Denise Corley grew up in Southern California. Her university education was at first wildly experimental, then equally formal. This gives her work irreverence and openness, coupled with structure and knowing.
I discovered her work through the project she runs with Tom Fitzgibbon, Icebox4 (Space for Artists) in their sprawling South Williamsburg loft and venues around the city. (Kylie Heidenheimer also told me about her as she has known her for years). The Icebox shows are eclectic and attentively curated, making me curious to know about Denise and Tom's work. There is such an immediate affinity for me to how Denise is working with texture and surface.
I'm sharing works that particularly caught my eye on a studio visit. They convey her interest in surface, which she elaborates on in her 1997 CAA lecture Bridging the Gap Between Abstract and Representational:
"But also, you have to really encounter painting; it is the total experience- physically, sensually and intellectually. Making a painting dimensional enhances the experience of really having “seen it.”"
Corley has worked with the flower and lattice motif for some time, pushing aesthetic, ecological, and gendered concerns dimensionally. Her work has overtones of Ree Morton; the liberation in both their work is palpable. Corley observes, "I have always wondered about feminine aesthetics, a generalization for sure but a tendency toward the tactile, the curved, and the real."
Later, Corley "started drawing upon ideas about water and I began scuba diving. I mention scuba diving because for me it was an experience of actually seeing the birthplace of life- primordial life forms, shapes and colors, " comparing it to "being in the inside of our body."
This eael-size painting adds ropy paint skins to the surface.

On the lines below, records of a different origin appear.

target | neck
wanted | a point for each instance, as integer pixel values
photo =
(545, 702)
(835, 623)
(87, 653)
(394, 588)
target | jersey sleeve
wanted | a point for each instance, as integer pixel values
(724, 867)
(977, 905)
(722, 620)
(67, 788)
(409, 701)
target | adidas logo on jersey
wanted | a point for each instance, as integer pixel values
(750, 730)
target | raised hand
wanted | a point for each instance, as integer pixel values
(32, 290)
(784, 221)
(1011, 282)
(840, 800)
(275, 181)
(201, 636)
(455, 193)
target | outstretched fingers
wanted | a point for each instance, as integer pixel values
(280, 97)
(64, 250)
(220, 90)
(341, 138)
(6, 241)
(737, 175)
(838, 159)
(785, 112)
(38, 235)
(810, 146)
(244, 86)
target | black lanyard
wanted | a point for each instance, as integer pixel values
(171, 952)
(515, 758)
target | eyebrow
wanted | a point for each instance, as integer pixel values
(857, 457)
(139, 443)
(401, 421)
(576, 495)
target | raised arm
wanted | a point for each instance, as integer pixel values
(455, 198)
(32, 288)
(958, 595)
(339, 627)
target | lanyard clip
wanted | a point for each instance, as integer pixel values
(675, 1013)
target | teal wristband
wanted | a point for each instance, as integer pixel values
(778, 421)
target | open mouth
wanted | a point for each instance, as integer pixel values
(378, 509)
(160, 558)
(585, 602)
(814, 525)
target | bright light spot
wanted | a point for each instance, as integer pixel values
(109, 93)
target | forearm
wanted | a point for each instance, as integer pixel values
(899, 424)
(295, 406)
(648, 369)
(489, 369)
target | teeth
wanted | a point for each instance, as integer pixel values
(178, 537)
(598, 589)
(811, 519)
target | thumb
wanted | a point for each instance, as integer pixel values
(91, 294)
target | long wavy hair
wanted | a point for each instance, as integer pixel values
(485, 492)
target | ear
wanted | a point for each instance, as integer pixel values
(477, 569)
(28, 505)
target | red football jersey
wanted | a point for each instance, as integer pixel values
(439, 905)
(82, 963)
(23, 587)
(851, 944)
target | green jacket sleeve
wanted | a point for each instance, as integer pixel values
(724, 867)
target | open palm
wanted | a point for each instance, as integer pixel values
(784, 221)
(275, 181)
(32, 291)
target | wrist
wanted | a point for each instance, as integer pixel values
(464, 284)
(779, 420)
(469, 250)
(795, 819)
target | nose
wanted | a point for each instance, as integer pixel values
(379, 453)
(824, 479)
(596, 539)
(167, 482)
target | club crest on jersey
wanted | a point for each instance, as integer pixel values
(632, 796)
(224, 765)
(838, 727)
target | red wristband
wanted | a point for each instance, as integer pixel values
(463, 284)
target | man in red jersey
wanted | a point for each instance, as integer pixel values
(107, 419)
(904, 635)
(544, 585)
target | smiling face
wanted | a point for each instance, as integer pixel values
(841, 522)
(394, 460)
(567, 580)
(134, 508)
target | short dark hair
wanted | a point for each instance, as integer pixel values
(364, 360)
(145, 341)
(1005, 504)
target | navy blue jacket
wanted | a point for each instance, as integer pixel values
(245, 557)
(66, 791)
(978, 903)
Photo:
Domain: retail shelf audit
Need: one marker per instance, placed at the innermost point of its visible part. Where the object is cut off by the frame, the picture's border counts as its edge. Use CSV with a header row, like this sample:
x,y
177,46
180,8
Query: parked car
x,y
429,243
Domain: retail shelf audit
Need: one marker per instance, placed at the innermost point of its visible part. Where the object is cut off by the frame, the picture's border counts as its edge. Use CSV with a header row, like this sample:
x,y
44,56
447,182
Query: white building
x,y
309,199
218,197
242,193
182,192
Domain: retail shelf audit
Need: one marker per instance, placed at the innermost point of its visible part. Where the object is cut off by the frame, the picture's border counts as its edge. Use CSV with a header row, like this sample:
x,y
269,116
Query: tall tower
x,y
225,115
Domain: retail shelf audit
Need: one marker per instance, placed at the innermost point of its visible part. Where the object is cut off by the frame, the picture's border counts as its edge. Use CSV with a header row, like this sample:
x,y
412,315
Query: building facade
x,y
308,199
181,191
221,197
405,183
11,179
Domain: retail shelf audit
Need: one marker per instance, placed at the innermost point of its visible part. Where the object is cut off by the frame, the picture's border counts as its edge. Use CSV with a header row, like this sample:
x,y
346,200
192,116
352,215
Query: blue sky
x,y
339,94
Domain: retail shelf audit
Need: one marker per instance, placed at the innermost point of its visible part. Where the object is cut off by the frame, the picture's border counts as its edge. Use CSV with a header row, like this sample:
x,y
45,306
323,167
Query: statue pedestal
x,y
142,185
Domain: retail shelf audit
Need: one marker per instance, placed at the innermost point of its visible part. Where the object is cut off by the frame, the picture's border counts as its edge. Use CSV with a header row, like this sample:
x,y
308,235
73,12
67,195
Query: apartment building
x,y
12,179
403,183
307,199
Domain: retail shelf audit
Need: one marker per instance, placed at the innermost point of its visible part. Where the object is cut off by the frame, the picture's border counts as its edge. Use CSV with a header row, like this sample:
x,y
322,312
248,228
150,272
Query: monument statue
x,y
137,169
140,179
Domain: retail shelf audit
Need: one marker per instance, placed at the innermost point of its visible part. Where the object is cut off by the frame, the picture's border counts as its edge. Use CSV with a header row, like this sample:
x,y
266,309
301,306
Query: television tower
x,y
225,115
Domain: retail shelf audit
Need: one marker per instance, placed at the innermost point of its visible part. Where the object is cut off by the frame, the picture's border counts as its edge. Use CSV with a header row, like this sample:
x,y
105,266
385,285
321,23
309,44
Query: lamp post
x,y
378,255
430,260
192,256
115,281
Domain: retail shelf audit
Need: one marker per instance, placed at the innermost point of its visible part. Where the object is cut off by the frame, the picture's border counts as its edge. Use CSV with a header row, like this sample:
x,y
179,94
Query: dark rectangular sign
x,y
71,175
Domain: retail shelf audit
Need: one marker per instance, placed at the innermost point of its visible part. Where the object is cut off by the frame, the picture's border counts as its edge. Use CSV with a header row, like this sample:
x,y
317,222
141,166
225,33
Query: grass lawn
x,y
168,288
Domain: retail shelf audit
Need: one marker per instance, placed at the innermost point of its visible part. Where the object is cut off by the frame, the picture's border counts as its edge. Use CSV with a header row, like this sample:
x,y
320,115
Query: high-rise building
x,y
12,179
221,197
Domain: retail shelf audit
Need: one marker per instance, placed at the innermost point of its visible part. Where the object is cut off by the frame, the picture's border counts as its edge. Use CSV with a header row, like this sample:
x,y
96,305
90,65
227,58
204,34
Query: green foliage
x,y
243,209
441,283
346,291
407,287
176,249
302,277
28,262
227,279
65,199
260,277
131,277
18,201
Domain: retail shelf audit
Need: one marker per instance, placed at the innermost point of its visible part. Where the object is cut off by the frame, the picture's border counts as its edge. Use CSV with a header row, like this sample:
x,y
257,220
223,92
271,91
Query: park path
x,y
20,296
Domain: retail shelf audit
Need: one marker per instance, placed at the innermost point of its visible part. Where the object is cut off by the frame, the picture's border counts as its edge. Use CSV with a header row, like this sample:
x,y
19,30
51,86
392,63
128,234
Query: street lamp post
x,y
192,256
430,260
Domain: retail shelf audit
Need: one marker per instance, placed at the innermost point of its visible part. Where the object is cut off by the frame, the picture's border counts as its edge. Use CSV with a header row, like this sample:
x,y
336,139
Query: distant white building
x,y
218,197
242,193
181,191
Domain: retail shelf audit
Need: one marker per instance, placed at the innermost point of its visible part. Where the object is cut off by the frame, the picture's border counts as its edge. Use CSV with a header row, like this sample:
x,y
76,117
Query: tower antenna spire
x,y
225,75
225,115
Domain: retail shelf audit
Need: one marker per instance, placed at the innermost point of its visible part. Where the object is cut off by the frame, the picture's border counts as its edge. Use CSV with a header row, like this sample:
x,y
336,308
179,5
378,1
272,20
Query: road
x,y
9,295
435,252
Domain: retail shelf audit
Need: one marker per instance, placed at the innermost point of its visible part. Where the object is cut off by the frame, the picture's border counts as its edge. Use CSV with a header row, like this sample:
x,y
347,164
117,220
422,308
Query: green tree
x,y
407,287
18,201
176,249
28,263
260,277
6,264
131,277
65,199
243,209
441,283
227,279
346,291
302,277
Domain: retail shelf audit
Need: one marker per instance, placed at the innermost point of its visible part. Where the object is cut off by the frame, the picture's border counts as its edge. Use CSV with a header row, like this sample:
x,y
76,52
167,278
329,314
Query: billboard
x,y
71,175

A nosegay of urban detritus.
From a catalog, Twilight Effect, 2020, on press molded paper with wire: 23 x 27 x 8 inches.
"In 1987 I began working with corrugated plastic. Instead of the whole image shifting- now only aspects of it did. For me, shapes have meaning. I compounded shapes and images." Yet the paint brings human touch to the industrial materials.
American Gothic, not Grant Wood's America, 2024, roughly 78 x 34 inches, seen at Extreme Whether curated by Tom Fitzgibbon at 128 Rivington Street, September-October 2025.
I am inspired by how Corley brings found material to life, her feminist ambivalence about elegance, her humor, and the freedom of her instinct.